If you want to introduce people to animation as legitimate art for adults, look no further than Akira. Before I got old, we had these strange black rectangles called video tapes. My neighbor, a kid my age named Chris, copied Akira onto a tape and bugged the crap out of me to watch it. When I finally did, it opened a flood gate. I found Vampire Hunter D at a record store, and another friend became a huge Macross Plus fan. The thing is, these films weren't widely available here in the states. Much of Asian cinema still isn't. Hell, it's 2012 and Battle Royale is only now getting an official DVD release. I bought a copy from a bootlegger at a comic con somewhere. The fact is, marketing execs and movie studios control what we get to buy far too stringently. When the BBC finally started airing Doctor Who episodes the same day in the USA as they did in the UK, it was a sign that someone who worked there understood that fans who wanted to see the new episodes wouldn't patiently wait. The other day, Neil Gaiman himself tweeted about getting a bootleg copy of the latest episode of Sherlock. The BBC should know better by now, but until they do, even the people who stand to benefit from anti-piracy measures like SOPA/PIPA are circumventing the artificial system in place in order to acquire what they want.

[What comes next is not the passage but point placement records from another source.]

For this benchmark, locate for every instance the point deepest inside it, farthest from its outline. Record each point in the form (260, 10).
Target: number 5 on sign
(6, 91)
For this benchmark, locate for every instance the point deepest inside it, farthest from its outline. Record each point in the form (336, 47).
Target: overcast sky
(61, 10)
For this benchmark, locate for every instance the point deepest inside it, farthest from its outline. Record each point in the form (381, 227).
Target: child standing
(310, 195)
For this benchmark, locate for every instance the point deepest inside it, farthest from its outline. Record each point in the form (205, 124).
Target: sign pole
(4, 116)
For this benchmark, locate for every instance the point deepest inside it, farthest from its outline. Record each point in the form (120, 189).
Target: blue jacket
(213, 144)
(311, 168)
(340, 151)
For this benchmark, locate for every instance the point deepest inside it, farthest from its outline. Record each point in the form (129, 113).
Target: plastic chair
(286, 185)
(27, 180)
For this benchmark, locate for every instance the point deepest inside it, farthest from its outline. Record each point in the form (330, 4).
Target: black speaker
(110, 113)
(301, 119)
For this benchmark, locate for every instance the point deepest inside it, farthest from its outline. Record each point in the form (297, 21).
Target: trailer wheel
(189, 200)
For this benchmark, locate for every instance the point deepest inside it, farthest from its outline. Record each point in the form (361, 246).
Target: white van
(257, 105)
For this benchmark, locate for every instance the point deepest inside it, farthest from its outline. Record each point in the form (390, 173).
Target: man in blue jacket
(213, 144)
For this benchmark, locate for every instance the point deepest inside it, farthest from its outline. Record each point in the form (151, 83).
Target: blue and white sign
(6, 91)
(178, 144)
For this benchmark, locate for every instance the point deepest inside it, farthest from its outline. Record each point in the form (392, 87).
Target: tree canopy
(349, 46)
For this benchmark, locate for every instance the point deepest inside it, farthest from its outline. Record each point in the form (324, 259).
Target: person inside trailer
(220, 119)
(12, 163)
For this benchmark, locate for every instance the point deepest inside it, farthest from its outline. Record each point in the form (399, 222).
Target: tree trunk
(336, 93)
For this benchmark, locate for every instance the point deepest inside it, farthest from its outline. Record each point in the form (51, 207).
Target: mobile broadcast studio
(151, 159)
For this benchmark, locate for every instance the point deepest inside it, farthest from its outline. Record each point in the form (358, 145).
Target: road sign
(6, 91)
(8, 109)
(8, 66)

Is this all starting to make sense? SOPA/PIPA, or really any other hard-line anti-piracy legislation is likely to do more harm than good. We all fall in love with various arts for various reasons, but more often than not, we do so without paying anyone a dime up front. Want my own work for free? Hit up http://straylightmag.com and look for it there. I hope you dig it and share it with friends. That isn't going to stop me from trying to make money on what I do though. If anything, I'm encouraged by it. The fact is, no stupid law will be able to shut down piracy, any more than politicians could hope to kill libraries, art galleries, or outdoor concerts. They're in panic mode, these companies that support SOPA/PIPA, but for them, the sky has been falling since the days of the player piano. As it turns out, we all still buy music at least once in a while, so maybe that wasn't a threat either.